1. PUTUS ATAU LANJUT

“Kita memang udah beda banget!”

            “Enggak, kok. Aku masih orang yang sama dengan kamu. Aku enggak akan berubah sekalipun memakai jilbab ini.”

            Atika, seorang gadis berusia tujuh belas tahun dan baru duduk di kelas dua SMA, menatap wajah Sandra sahabatnya dengan tatapan kesungguhan. Entah apa yang terjadi sebenarnya hingga tiba-tiba saja hari ini sahabatnya itu mendadak mendatanginya dengan mengatakan hal yang membingungkan seperti itu. Ditambah dengan suara tinggi dan emosi yang meluap-luap. Padahal hari masih pagi. Jam belajar pun belum dimulai. Bukan sebuah hal yang asyik untuk memulai hari dengan perdebatan semacam ini.

            “Enggak! Kita memang udah beda sejak kamu memutuskan untuk pakai jilbab itu. Kita beda!” tandas Sandra lagi.

            Anak perempuan berambut sebahu dan berwarna agak pirang itu balas menatap Atika dengan pandangan sengit. Mereka berdua berdiri berhadap-hadapan dalam jarak yang cukup dekat namun aroma ketegangan menguar begitu kental di antara keduanya.
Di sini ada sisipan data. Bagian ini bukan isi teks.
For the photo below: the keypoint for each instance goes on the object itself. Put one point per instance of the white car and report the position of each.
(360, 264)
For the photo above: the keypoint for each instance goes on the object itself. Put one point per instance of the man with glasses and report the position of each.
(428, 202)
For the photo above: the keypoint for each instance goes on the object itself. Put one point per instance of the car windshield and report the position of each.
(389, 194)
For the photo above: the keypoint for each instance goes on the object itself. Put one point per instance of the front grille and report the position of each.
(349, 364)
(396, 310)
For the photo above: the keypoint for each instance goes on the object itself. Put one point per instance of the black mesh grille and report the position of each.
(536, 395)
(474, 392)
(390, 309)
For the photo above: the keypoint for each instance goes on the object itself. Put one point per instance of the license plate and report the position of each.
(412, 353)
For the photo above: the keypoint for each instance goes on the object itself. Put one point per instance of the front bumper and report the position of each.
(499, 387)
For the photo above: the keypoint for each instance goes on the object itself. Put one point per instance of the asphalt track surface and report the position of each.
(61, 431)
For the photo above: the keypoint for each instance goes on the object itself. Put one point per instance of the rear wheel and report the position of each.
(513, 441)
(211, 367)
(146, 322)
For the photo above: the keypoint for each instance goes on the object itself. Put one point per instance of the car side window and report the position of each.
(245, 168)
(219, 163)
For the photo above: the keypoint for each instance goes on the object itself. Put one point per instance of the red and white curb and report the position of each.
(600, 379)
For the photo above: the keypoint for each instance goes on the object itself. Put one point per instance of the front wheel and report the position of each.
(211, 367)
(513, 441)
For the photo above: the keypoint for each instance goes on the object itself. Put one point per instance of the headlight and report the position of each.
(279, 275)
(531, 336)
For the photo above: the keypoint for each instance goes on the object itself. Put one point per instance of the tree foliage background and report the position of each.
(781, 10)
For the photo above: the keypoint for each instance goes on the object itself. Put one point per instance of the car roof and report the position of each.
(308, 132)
            Kamu memang sudah banyak berubah dan berbeda sejak memutuskan untuk memakai jilbab itu, tapi enggak juga sadar! Batin Sandra dengan bibir bergetar. Semua kajian-kajian yang membuatmu makin sibuk dan menjauh dariku. Sampai-sampai melupakan janji untuk menemaniku ke rumah Tante Risna kemarin sore. Padahal kamu sudah janji!

           Tapi semua ungkapan kekecewaan itu hanya tertahan di tenggorokannya. Atika takkan pernah mengerti apa tujuannya kemarin meminta untuk menemaninya ke rumah Tante Risna karena ia memang belum memberitahukannya. Sandra tanpa perlu bertanya terlebih dahulu sudah bisa mengira-ngira kalau sahabatnya itu pasti takkan setuju. Makanya ia belum memberitahunya. Supaya jadi kejutan dan Atika takkan bisa mengelak.
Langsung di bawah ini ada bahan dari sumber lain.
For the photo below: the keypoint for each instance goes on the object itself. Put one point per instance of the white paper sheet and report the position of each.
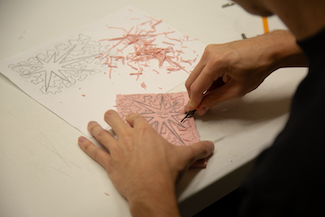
(69, 76)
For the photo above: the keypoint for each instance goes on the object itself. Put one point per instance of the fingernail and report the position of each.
(203, 110)
(91, 123)
(81, 139)
(186, 109)
(190, 105)
(211, 144)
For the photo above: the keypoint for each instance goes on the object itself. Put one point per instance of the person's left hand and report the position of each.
(140, 162)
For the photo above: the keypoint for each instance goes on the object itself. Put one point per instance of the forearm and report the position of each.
(283, 50)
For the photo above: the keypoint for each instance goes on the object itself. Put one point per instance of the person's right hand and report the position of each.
(242, 66)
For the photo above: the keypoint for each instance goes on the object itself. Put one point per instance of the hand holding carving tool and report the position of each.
(216, 84)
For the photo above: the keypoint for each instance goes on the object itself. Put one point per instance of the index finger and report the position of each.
(198, 88)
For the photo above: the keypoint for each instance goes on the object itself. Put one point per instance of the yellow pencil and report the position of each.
(266, 26)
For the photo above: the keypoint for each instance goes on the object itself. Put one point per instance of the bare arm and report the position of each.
(242, 65)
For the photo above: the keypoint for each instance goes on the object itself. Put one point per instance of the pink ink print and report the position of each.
(141, 39)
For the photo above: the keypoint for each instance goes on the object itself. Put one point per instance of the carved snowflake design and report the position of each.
(163, 111)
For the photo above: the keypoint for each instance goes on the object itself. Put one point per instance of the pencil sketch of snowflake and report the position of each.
(62, 66)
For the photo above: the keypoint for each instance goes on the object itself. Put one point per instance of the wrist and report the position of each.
(283, 50)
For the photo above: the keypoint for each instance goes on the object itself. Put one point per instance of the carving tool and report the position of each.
(216, 84)
(265, 25)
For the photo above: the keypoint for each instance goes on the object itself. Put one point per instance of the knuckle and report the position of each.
(213, 101)
(109, 113)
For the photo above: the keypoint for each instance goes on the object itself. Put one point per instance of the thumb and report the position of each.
(227, 92)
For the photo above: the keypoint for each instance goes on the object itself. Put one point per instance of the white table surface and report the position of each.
(43, 172)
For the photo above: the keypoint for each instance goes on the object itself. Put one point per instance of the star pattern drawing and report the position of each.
(61, 67)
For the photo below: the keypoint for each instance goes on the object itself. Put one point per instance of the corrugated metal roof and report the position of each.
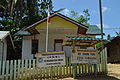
(3, 34)
(22, 32)
(93, 29)
(83, 38)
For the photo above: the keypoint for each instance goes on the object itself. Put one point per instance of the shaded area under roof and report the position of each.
(23, 33)
(83, 38)
(93, 30)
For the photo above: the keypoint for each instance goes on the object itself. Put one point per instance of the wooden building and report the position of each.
(113, 50)
(34, 36)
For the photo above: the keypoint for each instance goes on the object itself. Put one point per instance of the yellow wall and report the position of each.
(57, 22)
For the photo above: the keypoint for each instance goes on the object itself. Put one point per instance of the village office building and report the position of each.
(34, 36)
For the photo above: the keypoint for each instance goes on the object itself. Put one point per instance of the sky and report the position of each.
(110, 10)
            Atika mencoba menghela napas dan mengaturnya agar emosinya tidak ikut terpancing. Ia benar-benar tidak tahu kenapa hari ini Sandra terlihat berbeda. Padahal biasanya juga mereka tak pernah ada masalah. Kalau pun ada masalah, biasanya akan diselesaikan dengan baik-baik dan bukan dengan seperti ini. Saling berdebat dan tak ada yang mau mengalah. Tapi hari ini tak ada hujan tak ada angin tiba-tiba Sandra menggila tanpa alasan yang jelas. Ini pasti ada yang salah!

            “Aku tetap Atika yang dulu, kok. Aku enggak punya alasan untuk berhenti jadi sahabatmu. Kita sahabat selamanya. Itu janji kita, kan?” Atika mencoba meraih kedua tangan Sandra dan menggenggamnya.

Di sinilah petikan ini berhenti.